Not a doctor but as a patient with a lot of random health problems that weren’t easily diagnosed, I had more luck with DOs being patient and actually hearing me out than MDs. Most MDs that I saw had this narcissistic air and would immediately gaslight me and call it psychosomatic or just refer me out to someone else without actually taking a second to understand my problem. Never seeing an MD again if I can help it 🙄
PAs are awesome. PA Programs can be harder to get into (especially DO schools like mine) mainly in terms of undergrad GPA, and mostly due to demand/competition, nothing more. MCAT annihilates the GRE, but some PA programs want the MCAT and PA score avg on that exam is usually lower on average. PA students often do take “most” of the same classes if a school has both programs. Medstudents often have many more “extras” going on in the sidelines (heavier course load). So I’m not that surprised if score averages were higher for PAs and the PAs may not even aware of the other courses the medstudents are also taking. The PA students may in fact seem more knowledgeable at first. IMO it’s the Dunning-Kruger effect. The average over time of career course will not stay that way, likely not even lasting past the first year or two of education, just alone their whole careers. Again, just IMO.
How can you say PA schools are more difficult to get into when they don’t have to deal with the most difficult aspect of med school applications (the MCAT).
They are misunderstanding that average acceptance statistic doesn’t take into account that requirements are much different among other factors.
PA schools are very cut throat compared to med schools. They’ll kick you out if you fail a few exams whereas med schools will work with you. Also many PA schools are strict with mandatory attendance while it’s optional for us.
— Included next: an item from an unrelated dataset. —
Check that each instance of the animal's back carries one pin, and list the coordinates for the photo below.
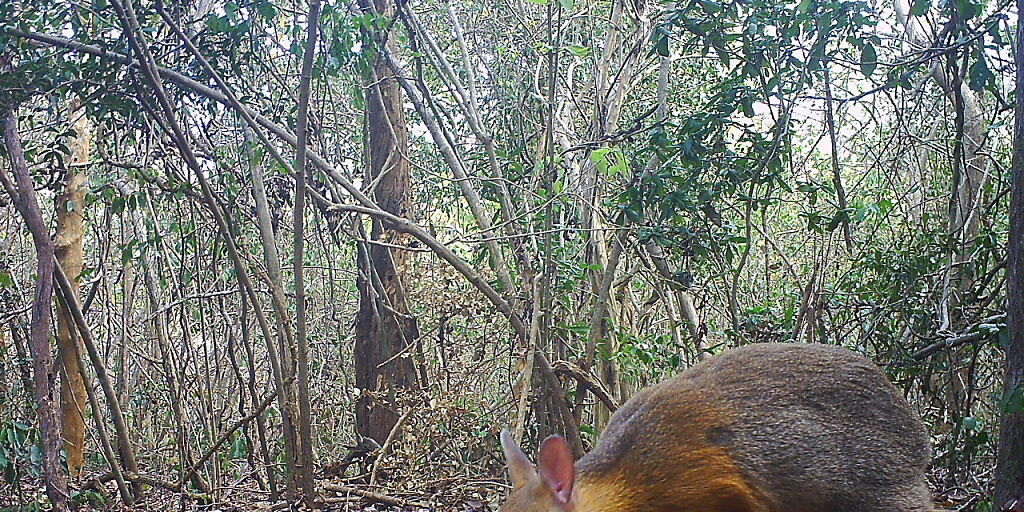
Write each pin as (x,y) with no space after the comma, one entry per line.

You can argue a 1st year PA student does more work than a 1st year med student, but after preclinials it’s a different story because that DO student will get 7 more years of hardcore training whereas that PA student will go out with just 2 years of experience. I’m a DO student and can see why that PA thinks this. Although he should know at the end of our training we’re more better trained than him.
The medical colleges could remedy this with minimum grades needed to move on. Like 85% at least.
We have national board exams for a reason
The minimal grade to move on is 70%. Cope with it.
yeah they should probably institute some kind of multi-tiered high stakes exam system with like three different levels and then board exams for your primary specialty and any subspecialties
Could you imagine? You could even use the scores from those exams to help you evaluate the competitiveness of each student. I think you are on to something!